Voivode of Białystok Voivodeship
- In office 1944–1944
- Preceded by: Occupation (Henryk Ostaszewski until 1939)
- Succeeded by: Jerzy Sztachelski

Personal details
- Born: 28 October 1909 Grajewo, Congress Poland
- Died: 9 July 1972 (aged 65) Warsaw, Polish People's Republic
- Resting place: Powązki Cemetery
- Citizenship: Poland
- Alma mater: University of Wrocław
- Occupation: Politician

= Józef Przybyszewski =

Polish politician

Józef Przybyszewski (28 October 1906 - 9 July 1972; Pseudonym "Grzymała") was a Polish politician who served for a short period in 1944 as the Voivode of Białystok Voivodeship.

==Biography==
He was born on October 28, 1906, in Grajewo. He passed his secondary school leaving examination in Grajewo in 1927. Afterwards, he studied at the Jagiellonian University and at the seminary of the Częstochowa diocese. With the onset of World War II, he fought in the defense of Warsaw.

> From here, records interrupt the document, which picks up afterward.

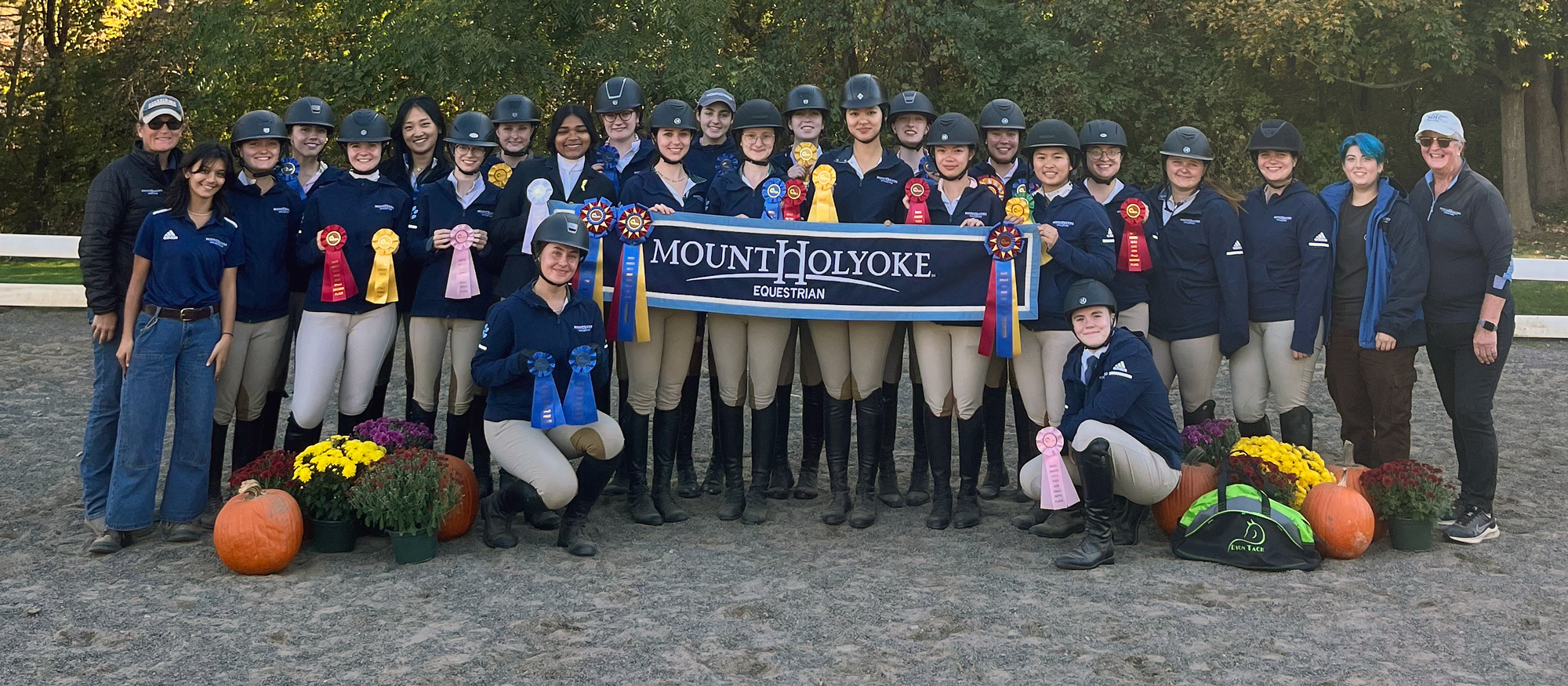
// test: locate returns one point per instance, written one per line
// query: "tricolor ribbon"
(548, 412)
(631, 287)
(383, 281)
(598, 216)
(1000, 336)
(581, 409)
(1134, 251)
(463, 282)
(1056, 486)
(338, 282)
(918, 191)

During the occupation, he was active in the underground Supreme Court and the National Military Organization.

In October 1943, he was nominated by the Supreme Court as District Government Delegate in Białystok, where he left in November. However, he soon returned to Warsaw due to illness. He returned to the Białystok region at the turn of May and June 1944 and resumed his duties as District Government Delegate in Białystok.

On July 27, 1944, Soviet troops entered Białystok after which Józef Przybyszewski revealed his position as voivode to them and resumed his duties. For the first time, Józef Przybyszewski as voivode, the Delegate of the Government-in-Exile, signed an official document using his real name. This marked the beginning of the Polish Underground State civil administration’s attempt to assert power. In a proclamation issued the same day, Przybyszewski declared that the legitimate authority in the voivodeship belonged to the Government of the Republic of Poland and that his directives were binding for all civilians. He affirmed that the Home Army remained the only armed force acting on behalf of the Polish nation and appointed Ryszard Gołębiowski as the Mayor of Białystok.

On August 7, 1944, he was arrested by the Soviets and transported to Moscow. He was later imprisoned in Kharkov and Diagilev Camp, from where he returned to Poland in 1947. He died in 1972 in Warsaw and was buried at the Powazki Cemetery.